AT&T Spreads Anti-Text Word Via Series

Melrose Place (anti texting and driving)

In these days of ad-skipping, program integration has become the go-to way to get a product on television. In a similar vein, AT&T is using the CW television series "Melrose Place" to help spread its public service message about the dangers of texting and driving.

On the March 30 episode of the show, one of the characters, Ella Simms, tells her love interest, Jonah Miller, that she intended to text him about a plot point on the show, but that she "gave up texting and driving." In addition, the two actors playing the characters (Katie Cassidy and Michael Rady) will appear in a public service announcement that references the in-show mention and illuminates the dangers of texting and driving.
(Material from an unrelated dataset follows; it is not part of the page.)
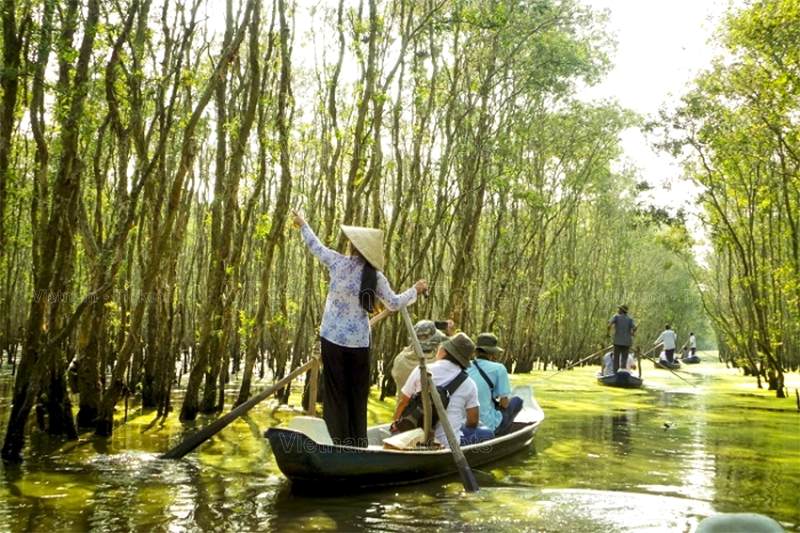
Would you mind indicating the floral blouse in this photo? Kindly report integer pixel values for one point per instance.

"We have a particular interest in reaching the youth demographic, as they tend to rely on texting as their dominant form of communication and are often new drivers," Chris Schembri, vice president of media services at AT&T, tells Marketing Daily. "AT&T has an existing relationship with The CW and 'Melrose Place' via [traditional] advertising. As such, we leveraged this relationship to reach the network's core youth demographic."



The PSA, which is posted on and various AT&T properties and social media channels, also encourages viewers to visit the company's Facebook page to sign an online pledge not to text and drive.

The initiative is part of a larger campaign that AT&T began earlier this month with the theme "It Can Wait." In addition to the "Melrose Place" integration, the campaign also includes print, radio, TV and online advertising that features the true stories and text messages that were sent or received before a person's life was altered (or, in some cases, ended).

Schembri would not comment about other possible integration into program story lines, but said the company is "dedicated to educating the public about the risks of texting while driving."

"We hope to reach millions through a variety of touchpoints including handset messaging, an awareness-focused advertising campaign, employee education, an online resource center and customer communications -- including catalogs, in-store signage and collateral, bills, e-mails, opt-in text messages, AT&T U-verse TV channels and newsletters," Schembri says.